I don't know that he heard me. He stooped over Billy and shook him gently. “Wake, son,” said he. “You and I must get to our camp now.”
“Now?” said Billy. “Can't we wait till morning?”
“No, son. We can't wait here any more. Go and get the horses and put the saddles on.” As Billy obeyed, Lin looked at the lighted window. “She is in there,” he said. “She's in there. So near.” He looked, and turned to the hotel, from which he brought his chaps and spurs and put them on. “I understand her words,” he continued. “Her words, the meaning of them. But not what she means, I guess. It will take studyin' over. Why, she don't blame me!” he suddenly said, speaking to me instead of to himself.
“Lin,” I answered, “she has only just heard this, you see. Wait awhile.”
“That's not the trouble. She knows what kind of man I have been, and she forgives that just the way she did her brother. And she knows how I didn't intentionally conceal anything. Billy hasn't been around, and she never realized about his mother and me. We've talked awful open, but that was not pleasant to speak of, and the whole country knew it so long—and I never thought! She don't blame me. She says she understands; but she says I have a wife livin'.”

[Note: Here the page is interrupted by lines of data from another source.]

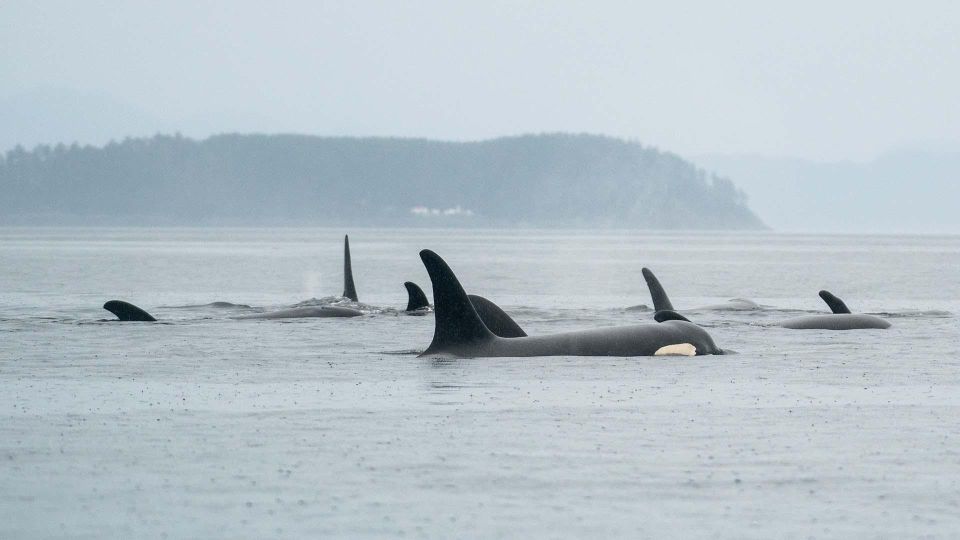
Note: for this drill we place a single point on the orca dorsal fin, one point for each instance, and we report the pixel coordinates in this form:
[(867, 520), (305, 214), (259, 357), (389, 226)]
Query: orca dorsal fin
[(495, 319), (836, 305), (661, 302), (415, 297), (669, 315), (349, 290), (456, 320), (126, 311)]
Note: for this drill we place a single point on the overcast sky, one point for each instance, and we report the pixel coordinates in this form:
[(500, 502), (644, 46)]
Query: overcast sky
[(831, 80)]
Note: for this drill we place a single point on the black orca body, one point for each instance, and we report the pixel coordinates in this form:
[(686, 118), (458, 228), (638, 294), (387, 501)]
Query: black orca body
[(349, 290), (129, 312), (306, 312), (840, 319), (495, 319), (661, 302), (126, 311), (416, 299), (460, 331)]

“That is nonsense,” I declared.
“Yu' mustn't say that,” said he. “She don't claim she's a wife, either. She just shakes her head when I asked her why she feels so. It must be different to you and me from the way it seems to her. I don't see her view; maybe I never can see it; but she's made me feel she has it, and that she's honest, and loves me true—” His voice broke for a moment. “She said she'd wait.”
“You can't have a marriage broken that was never tied,” I said. “But perhaps Governor Barker or Judge Henry—”

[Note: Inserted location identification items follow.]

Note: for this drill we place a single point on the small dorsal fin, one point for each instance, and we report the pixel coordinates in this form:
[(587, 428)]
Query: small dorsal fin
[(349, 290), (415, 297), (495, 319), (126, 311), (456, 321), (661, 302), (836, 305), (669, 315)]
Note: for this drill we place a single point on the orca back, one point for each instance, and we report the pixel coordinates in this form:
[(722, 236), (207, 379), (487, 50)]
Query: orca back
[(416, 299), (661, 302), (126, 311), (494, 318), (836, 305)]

“No,” said the cow-puncher. “Law couldn't fool her. She's thinking of something back of law. She said she'd wait—always. And when I took it in that this was all over and done, and when I thought of my ranch and the chickens—well, I couldn't think of things at all, and I came and waked Billy to clear out and quit.”
“What did you tell her?” I asked.
“Tell her? Nothin', I guess. I don't remember getting out of the room. Why, here's actually her pistol, and she's got mine!”
“Man, man!” said I, “go back and tell her to keep it, and that you'll wait too—always!”
“Would yu'?”
“Look!” I pointed to Jessamine standing in the door.
I saw his face as he turned to her, and I walked toward Billy and the horses. Presently I heard steps on the wooden station, and from its black, brief shadow the two came walking, Lin and his sweetheart, into the moonlight. They were not speaking, but merely walked together in the clear radiance, hand in hand, like two children. I saw that she was weeping, and that beneath the tyranny of her resolution her whole loving, ample nature was wrung. But the strange, narrow fibre in her would not yield! I saw them go to the horses, and Jessamine stood while Billy and Lin mounted. Then quickly the cow-puncher sprang down again and folded her in his arms.
“Lin, dear Lin! dear neighbor!” she sobbed. She could not withhold this last good-bye.
I do not think he spoke. In a moment the horses started and were gone, flying, rushing away into the great plain, until sight and sound of them were lost, and only the sage-brush was there, bathed in the high, bright moon. The last thing I remember as I lay in my blankets was Jessamine's window still lighted, and the water-tank, clear-lined and black, standing over Separ.